Some people think they’re lying successfully but it’s almost always painfully obvious that you drink more than one beer a night or that you haven’t been checking your blood sugars, especially because I’ve become accustomed to patients lying to me from years of being in healthcare. (And even if I miss the deception, labs are always unsympathetically honest). People will try almost anything to get away from shame and sometimes you have to leave the visit in the discomfort that there are pages that the patient simply will not allow you to see and you must do your best despite that reality. It’s unfortunate but I cannot force my way into a story that I’m not invited to read.

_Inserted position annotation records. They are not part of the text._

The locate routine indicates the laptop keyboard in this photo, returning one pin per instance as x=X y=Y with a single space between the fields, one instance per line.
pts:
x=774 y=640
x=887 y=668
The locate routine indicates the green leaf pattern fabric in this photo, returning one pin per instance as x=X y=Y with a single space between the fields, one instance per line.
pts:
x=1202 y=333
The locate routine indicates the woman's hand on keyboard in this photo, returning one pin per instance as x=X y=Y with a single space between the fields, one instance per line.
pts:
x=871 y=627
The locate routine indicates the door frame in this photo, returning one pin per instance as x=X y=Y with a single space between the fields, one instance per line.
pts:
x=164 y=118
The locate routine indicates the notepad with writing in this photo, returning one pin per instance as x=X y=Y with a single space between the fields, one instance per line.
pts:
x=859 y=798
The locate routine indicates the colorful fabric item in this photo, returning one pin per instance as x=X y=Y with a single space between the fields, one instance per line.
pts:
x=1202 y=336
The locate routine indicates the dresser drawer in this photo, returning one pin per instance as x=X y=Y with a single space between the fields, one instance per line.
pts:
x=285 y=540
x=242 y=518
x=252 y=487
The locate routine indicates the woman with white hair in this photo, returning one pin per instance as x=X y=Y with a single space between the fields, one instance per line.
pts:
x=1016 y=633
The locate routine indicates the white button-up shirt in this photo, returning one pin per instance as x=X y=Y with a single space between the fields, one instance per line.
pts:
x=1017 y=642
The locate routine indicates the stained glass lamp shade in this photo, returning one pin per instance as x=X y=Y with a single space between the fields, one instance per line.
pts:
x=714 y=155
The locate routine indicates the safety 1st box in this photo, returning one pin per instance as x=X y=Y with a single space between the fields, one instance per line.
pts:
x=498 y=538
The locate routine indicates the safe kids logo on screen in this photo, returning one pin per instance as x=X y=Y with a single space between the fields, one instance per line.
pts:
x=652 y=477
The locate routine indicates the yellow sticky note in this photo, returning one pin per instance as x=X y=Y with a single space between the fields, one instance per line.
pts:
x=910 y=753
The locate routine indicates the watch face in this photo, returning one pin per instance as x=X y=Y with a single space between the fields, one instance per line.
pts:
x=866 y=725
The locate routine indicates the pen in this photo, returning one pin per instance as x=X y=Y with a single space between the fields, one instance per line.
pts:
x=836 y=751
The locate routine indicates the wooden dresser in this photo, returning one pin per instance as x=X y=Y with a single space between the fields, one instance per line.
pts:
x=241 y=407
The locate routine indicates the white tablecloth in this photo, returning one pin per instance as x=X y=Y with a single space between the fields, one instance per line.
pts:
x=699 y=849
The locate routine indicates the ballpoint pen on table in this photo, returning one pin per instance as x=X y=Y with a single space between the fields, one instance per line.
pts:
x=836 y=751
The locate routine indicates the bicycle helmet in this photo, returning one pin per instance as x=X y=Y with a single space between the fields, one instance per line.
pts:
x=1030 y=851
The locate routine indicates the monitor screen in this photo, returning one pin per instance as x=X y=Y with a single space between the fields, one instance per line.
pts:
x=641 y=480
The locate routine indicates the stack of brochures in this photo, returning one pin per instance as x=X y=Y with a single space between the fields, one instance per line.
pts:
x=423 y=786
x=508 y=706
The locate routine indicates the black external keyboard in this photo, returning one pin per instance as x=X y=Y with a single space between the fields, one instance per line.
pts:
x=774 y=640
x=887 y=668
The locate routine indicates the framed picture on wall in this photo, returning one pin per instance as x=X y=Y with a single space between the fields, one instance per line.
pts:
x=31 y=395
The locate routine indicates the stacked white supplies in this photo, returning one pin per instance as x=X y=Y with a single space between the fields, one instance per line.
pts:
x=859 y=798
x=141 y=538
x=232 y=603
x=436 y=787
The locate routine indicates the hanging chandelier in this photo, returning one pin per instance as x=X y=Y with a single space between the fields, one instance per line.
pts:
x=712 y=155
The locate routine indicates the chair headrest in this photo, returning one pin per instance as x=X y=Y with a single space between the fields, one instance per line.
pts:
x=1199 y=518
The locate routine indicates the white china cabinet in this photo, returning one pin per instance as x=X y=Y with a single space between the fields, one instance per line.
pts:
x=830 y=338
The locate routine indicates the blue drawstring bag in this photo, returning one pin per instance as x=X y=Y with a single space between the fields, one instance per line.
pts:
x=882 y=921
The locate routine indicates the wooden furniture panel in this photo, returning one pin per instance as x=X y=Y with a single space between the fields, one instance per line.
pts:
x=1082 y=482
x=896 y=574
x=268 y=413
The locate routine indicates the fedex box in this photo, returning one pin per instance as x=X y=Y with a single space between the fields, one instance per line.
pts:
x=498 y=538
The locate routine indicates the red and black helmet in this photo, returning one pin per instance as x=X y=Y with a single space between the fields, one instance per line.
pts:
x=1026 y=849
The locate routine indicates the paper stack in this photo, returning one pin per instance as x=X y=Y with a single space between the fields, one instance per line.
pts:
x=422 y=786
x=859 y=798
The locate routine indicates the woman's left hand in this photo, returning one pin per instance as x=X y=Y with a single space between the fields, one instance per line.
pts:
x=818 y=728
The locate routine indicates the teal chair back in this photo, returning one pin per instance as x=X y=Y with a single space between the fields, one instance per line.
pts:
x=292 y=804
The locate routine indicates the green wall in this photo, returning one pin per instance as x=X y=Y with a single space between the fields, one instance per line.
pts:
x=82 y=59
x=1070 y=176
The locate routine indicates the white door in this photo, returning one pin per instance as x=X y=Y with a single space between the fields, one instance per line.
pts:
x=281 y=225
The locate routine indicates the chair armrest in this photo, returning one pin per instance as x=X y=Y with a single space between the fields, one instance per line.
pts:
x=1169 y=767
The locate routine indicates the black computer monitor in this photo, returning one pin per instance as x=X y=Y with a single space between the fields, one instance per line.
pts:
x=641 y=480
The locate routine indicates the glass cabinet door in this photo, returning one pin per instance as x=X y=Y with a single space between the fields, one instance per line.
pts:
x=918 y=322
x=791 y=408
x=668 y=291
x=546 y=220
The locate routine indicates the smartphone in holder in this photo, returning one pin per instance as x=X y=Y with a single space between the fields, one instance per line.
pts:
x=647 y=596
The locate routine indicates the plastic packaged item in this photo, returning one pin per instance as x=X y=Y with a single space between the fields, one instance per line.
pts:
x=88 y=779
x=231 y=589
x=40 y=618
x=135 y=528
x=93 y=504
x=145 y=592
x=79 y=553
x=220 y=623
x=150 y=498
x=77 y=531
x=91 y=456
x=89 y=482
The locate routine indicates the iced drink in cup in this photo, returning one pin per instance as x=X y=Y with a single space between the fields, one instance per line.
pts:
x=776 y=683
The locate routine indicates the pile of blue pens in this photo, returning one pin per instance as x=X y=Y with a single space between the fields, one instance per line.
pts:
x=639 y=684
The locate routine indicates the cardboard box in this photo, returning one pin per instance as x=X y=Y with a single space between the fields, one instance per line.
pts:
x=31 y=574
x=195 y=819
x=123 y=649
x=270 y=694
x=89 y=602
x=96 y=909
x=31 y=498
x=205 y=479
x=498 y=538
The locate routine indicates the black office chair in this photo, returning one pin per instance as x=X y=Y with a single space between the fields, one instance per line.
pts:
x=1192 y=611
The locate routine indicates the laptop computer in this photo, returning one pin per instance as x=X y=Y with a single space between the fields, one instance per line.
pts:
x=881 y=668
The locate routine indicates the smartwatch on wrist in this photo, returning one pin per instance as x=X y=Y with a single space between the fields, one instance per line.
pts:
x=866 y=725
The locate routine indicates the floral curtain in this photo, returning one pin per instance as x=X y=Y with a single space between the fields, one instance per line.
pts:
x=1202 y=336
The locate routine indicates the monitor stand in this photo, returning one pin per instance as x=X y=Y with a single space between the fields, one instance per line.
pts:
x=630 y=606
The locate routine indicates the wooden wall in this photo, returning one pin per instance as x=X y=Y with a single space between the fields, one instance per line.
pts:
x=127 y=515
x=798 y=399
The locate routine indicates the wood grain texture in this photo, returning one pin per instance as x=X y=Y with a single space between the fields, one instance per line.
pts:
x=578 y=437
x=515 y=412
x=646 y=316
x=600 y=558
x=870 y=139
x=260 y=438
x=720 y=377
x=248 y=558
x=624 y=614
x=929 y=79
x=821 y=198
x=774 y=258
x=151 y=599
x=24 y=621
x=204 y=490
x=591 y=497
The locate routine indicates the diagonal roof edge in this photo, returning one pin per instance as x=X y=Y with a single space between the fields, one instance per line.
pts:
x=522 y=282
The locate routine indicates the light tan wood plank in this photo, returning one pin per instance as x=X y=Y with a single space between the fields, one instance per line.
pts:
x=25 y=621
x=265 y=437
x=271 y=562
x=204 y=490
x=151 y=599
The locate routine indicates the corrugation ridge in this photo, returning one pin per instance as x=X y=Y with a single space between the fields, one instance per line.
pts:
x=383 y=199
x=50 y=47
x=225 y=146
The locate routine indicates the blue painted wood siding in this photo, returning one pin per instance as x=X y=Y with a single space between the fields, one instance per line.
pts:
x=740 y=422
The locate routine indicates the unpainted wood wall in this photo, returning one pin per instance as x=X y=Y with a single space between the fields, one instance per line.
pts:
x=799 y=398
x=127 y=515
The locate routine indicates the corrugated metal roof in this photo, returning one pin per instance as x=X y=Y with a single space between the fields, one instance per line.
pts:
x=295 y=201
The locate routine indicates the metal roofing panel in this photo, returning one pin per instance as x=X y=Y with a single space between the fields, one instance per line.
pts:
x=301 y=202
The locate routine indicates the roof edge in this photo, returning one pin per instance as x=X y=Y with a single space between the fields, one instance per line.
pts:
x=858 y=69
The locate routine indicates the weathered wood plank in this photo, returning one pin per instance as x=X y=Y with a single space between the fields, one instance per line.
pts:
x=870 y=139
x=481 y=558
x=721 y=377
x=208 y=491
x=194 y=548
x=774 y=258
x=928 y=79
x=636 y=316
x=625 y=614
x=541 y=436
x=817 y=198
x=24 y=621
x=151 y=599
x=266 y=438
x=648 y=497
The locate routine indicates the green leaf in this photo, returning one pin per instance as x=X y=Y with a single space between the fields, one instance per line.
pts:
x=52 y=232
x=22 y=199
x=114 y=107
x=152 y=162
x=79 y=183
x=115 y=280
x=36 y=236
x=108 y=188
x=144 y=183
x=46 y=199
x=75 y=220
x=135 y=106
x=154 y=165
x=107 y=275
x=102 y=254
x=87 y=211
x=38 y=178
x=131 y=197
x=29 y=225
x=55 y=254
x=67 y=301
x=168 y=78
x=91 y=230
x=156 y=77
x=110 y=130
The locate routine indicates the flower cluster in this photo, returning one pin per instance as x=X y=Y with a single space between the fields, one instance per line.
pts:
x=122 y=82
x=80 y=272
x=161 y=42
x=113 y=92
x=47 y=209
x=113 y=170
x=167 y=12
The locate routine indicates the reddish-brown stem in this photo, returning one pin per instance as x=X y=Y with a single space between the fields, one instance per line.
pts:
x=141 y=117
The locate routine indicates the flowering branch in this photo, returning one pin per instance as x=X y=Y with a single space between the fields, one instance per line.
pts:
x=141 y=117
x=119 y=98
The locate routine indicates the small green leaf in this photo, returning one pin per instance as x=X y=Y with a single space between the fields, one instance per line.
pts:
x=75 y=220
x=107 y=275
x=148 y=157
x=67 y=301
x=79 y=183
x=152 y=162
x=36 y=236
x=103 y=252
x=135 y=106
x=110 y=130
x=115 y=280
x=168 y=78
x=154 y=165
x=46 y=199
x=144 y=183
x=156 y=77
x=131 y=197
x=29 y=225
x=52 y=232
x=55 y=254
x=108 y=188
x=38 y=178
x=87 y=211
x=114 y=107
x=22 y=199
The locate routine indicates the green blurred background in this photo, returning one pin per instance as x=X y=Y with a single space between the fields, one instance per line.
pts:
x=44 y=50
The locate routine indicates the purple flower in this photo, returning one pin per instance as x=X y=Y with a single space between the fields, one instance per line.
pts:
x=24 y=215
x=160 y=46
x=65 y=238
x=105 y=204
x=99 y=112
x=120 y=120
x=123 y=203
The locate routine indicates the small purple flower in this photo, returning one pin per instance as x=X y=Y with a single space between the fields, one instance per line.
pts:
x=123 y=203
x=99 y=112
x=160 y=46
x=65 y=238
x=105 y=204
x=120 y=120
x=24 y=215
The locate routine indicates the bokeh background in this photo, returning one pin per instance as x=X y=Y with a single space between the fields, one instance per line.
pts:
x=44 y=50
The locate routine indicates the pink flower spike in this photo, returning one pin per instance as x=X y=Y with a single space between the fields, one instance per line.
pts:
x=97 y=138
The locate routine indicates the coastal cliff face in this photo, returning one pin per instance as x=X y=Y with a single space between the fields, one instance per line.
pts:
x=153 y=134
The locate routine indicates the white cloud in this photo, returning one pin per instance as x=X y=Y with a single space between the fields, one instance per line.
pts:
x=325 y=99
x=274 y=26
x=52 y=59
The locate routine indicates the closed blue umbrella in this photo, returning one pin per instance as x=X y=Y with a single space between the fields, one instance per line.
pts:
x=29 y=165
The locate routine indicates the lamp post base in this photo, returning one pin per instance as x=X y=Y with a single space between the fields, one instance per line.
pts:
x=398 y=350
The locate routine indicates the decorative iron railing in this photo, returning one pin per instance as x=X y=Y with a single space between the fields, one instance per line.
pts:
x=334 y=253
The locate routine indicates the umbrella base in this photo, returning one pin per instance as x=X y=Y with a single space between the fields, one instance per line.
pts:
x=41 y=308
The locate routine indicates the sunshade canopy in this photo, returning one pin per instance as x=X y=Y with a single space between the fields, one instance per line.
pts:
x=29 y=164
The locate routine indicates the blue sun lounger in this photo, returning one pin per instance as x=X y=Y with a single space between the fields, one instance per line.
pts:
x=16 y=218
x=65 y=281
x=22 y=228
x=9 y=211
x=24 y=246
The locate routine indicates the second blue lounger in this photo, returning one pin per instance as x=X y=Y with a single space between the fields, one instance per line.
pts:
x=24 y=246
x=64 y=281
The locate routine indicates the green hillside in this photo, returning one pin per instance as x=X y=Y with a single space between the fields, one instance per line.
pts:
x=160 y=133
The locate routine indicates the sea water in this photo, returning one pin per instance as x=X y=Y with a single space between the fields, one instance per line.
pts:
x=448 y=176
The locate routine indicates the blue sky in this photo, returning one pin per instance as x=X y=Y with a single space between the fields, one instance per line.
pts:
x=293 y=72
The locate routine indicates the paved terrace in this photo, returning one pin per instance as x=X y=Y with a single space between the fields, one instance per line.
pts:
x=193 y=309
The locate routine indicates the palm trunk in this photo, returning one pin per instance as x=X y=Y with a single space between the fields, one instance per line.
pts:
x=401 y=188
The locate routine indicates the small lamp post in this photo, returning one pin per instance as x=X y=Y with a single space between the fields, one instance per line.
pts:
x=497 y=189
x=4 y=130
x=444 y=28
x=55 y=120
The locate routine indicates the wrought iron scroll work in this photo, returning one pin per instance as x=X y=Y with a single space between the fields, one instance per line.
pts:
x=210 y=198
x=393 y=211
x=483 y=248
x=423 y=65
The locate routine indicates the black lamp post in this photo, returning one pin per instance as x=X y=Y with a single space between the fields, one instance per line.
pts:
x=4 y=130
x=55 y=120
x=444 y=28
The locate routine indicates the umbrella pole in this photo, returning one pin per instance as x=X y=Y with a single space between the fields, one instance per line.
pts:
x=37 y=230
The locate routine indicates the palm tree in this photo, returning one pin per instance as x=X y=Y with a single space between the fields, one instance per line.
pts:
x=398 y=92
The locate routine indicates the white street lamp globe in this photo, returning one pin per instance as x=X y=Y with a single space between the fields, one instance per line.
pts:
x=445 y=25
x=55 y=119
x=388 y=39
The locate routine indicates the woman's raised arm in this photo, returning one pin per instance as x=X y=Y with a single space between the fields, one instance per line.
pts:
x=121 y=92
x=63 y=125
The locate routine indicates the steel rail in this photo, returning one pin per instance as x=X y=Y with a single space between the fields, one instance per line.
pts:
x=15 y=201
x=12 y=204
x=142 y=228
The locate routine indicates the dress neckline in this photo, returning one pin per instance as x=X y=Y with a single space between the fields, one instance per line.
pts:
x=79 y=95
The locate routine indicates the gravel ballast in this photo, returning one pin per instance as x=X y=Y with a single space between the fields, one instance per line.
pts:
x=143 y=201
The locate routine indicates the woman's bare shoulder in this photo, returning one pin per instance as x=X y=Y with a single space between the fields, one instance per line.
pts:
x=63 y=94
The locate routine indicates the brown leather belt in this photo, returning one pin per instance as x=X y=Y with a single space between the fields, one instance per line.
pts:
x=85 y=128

It’s even more invigorating to watch someone divulge those details to you willing after you’ve established some trust. They recognize that you have to see all the pages, like an editor who must know every upcoming plot twist, and that they will ultimately suffer if they hide sections from you. They tell you their story; they let you in. They admit things that even their spouse doesn’t know, emotions that they’ve locked away, memories that made them who they are today. It’s a humbling experience, reverent almost, and you don’t forget those visits easily. Those are the lines that you memorize and hold close to your heart, the pages you reread on the days when you wonder if you’ve gotten into the right profession.

And then it doesn’t just stay their story- you enter in. You become a character and establish yourself in a scene, as a life-altering influence who informs them of a cancer diagnosis or a reoccurring character who resurfaces every so often to fix a smudge or wipe some tears and then recedes into the background until needed further. My story blends with theirs, just for a twenty minute appointment, and suddenly we have shared memories, communal pages. That is the true magic of medicine, the part that I fell in love with a long time ago. It’s the part that keeps it all so darn interesting and keeps me wanting to go back and read more. I am a collector of stories. I am a reader of people.

People never get tired of telling their stories and I hope I never get tired of hearing them, of turning pages that always end up surprising me. I am in love with the narratives of the people who wander in to see me. I am infatuated with being a part of a bigger story than my own. I am a nurse practitioner (or at least well on my way to being there) and a storyteller at heart.

And, strangely enough, I have figured out that those are really the same thing.